Department of Neurosurgery, Chonbuk National University Hospital & Medical School, 664-14, Deokjin-Gu, Jeonju, Jeonbuk, 561-756, Republic of Korea.
Acta Neurochir (Wien). 2012 Sep;154(9):1541-8. doi: 10.1007/s00701-012-1399-9. Epub 2012 Jun 1.
Chronic subdural hematoma is characterized by blood in the subdural space that evokes an inflammatory reaction. Numerous factors potentially associated with recurrence of chronic subdural hematoma have been reported, but these factors have not been sufficiently investigated. In this study, we evaluated the independent risk factors of recurrence.
We analyzed data for 420 patients with chronic subdural hematoma treated by the standard surgical procedure for hematoma evacuation at our institution.
Ninety-two (21.9 %) patients experienced at least one recurrence of chronic subdural hematoma during the study period. We did not identify any significant differences between chronic subdural hematoma recurrence and current antiplatelet therapy. The recurrence rate was 7 % for the homogeneous type, 21 % for the laminar type, 38 % for the separated type, and 0 % for the trabecular type. The rate of recurrence was significantly lower in the homogeneous and trabecular type than in the laminar and separated type. We performed a multivariate logistic regression analysis and found that postoperative midline shifting (OR, 3.6; 95 % CI, 1.618-7.885; p = 0.001), diabetes mellitus (OR, 2.2; 95 % CI, 1.196-3.856; p = 0.010), history of seizure (OR, 2.6; 95 % CI, 1.210-5.430; p = 0.014), width of hematoma (OR, 2.1; 95 % CI, 1.287-3.538; p = 0.003), and anticoagulant therapy (OR, 2.7; 95 % CI, 1.424-6.960; p = 0.005) were independent risk factors for the recurrence of chronic subdural hematoma.

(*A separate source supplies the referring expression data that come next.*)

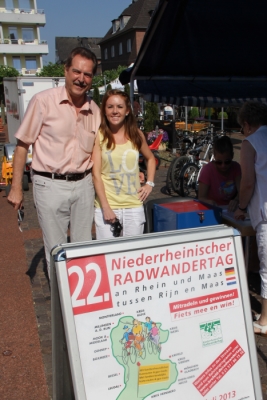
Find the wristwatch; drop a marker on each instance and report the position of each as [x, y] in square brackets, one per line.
[152, 184]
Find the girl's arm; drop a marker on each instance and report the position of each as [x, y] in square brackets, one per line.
[203, 191]
[109, 215]
[145, 190]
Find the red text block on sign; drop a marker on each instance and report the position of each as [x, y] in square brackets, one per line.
[89, 284]
[216, 371]
[203, 300]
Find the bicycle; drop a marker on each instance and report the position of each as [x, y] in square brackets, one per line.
[173, 175]
[190, 172]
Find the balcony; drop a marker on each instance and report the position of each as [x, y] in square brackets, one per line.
[22, 16]
[29, 72]
[19, 46]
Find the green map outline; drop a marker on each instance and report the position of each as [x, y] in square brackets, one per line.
[164, 336]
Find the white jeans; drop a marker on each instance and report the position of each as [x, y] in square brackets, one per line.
[132, 220]
[60, 203]
[261, 236]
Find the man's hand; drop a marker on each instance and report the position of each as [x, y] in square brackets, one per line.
[15, 197]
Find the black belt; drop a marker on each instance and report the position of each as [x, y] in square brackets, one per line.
[66, 177]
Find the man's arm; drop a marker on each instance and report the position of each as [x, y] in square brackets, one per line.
[15, 196]
[248, 178]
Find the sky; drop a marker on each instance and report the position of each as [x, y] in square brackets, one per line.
[72, 18]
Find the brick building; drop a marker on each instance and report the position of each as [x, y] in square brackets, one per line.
[122, 42]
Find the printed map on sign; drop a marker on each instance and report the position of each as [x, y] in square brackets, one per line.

We have shown that postoperative midline shifting (≥5 mm), diabetes mellitus, preoperative seizure, preoperative width of hematoma (≥20 mm), and anticoagulant therapy were independent predictors of the recurrence of chronic subdural hematoma. According to internal architecture of hematoma, the rate of recurrence was significantly lower in the homogeneous and the trabecular type than the laminar and separated type.
慢性硬脑膜下血肿的特征是硬脑膜下腔中有血液,引发炎症反应。已经报道了许多可能与慢性硬脑膜下血肿复发相关的因素,但这些因素尚未得到充分研究。在这项研究中,我们评估了复发的独立危险因素。
我们分析了在我们机构接受标准血肿清除手术治疗的 420 例慢性硬脑膜下血肿患者的数据。
92 例(21.9%)患者在研究期间至少经历了一次慢性硬脑膜下血肿复发。我们没有发现慢性硬脑膜下血肿复发与当前抗血小板治疗之间存在任何显著差异。同质性类型的复发率为 7%,层状类型为 21%,分离类型为 38%,小梁类型为 0%。同质性和小梁型的复发率明显低于层状和分离型。我们进行了多变量逻辑回归分析,发现术后中线移位(OR,3.6;95%CI,1.618-7.885;p=0.001)、糖尿病(OR,2.2;95%CI,1.196-3.856;p=0.010)、癫痫发作史(OR,2.6;95%CI,1.210-5.430;p=0.014)、血肿宽度(OR,2.1;95%CI,1.287-3.538;p=0.003)和抗凝治疗(OR,2.7;95%CI,1.424-6.960;p=0.005)是慢性硬脑膜下血肿复发的独立危险因素。
我们已经表明,术后中线移位(≥5mm)、糖尿病、术前癫痫发作、术前血肿宽度(≥20mm)和抗凝治疗是慢性硬脑膜下血肿复发的独立预测因素。根据血肿的内部结构,同质性和小梁型的复发率明显低于层状和分离型。